А потом они на пару долго уговаривали Ивана покинуть защитный круп дева признавалась в вечной любви, Кьетт втолковывал, что долго ему там все равно не просидеть — и есть нужно, и вообще… К слову, это самое «вообще» уже давало о себе знать, но выйти Иван согласился лишь тогда, когда Мила (так звали удавленницу) поклялась страшной клятвой — не приближаться к нему ближе чем на три шага и любить только издали.
Дальше они шли уже втроем, человек и нолькр впереди, а следом, в трех обещанных шагах, трусила лоскотуха, месила босыми ногами вязкую дорожную грязь и напевала себе под нос что-то заунывное, но не лишенное гармонии. Трудно сказать, как жилось Миле в бытность ее ведьмой, но ипостась лоскотухи явно пришлась деве по вкусу, выглядела она вполне довольной новым качеством своим.
Ивана же ее присутствие раздражало несказанно.

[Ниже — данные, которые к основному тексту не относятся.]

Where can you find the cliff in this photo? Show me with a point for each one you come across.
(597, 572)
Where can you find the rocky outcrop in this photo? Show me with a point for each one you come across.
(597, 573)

Бояться он давно перестал, благо внешность недавней удавленницы менялась к лучшему буквально на глазах. Трупные следы исчезали, распухшее лицо приобретало прежние пропорции, и мертвенная синева сменялась этакой романтической чахоточной бледностью, даже странгуляционная борозда заметно поблекла, и нечесаные патлы сами собой разгладились, легли красивыми локонами. Правда, зубы укрупнились вдвое (и возможно, это был еще не предел), почти исчезли ушные раковины, а между пальцами наметились перепонки, но в целом изменения смотрелись достаточно органично. На человека дева больше не походила, но, что гораздо важнее, не походила она и на труп. Просто существо другой природы, ничего в этом ужасного не было. Вела себя лоскотуха смирно, клятву соблюдала, а потому единственное, в чем Иван мог ее упрекнуть, — это в несусветной глупости. Верно, когда создатели этого слоя бытия отмеряли людям мозги, Мила стояла самой последней в очереди, и перепали ей лишь жалкие крохи. Напрасно они старались выведать у нее хоть что-то об устройстве окружающего мира. Лоскотуха хотела — или умела? — говорить только о любви.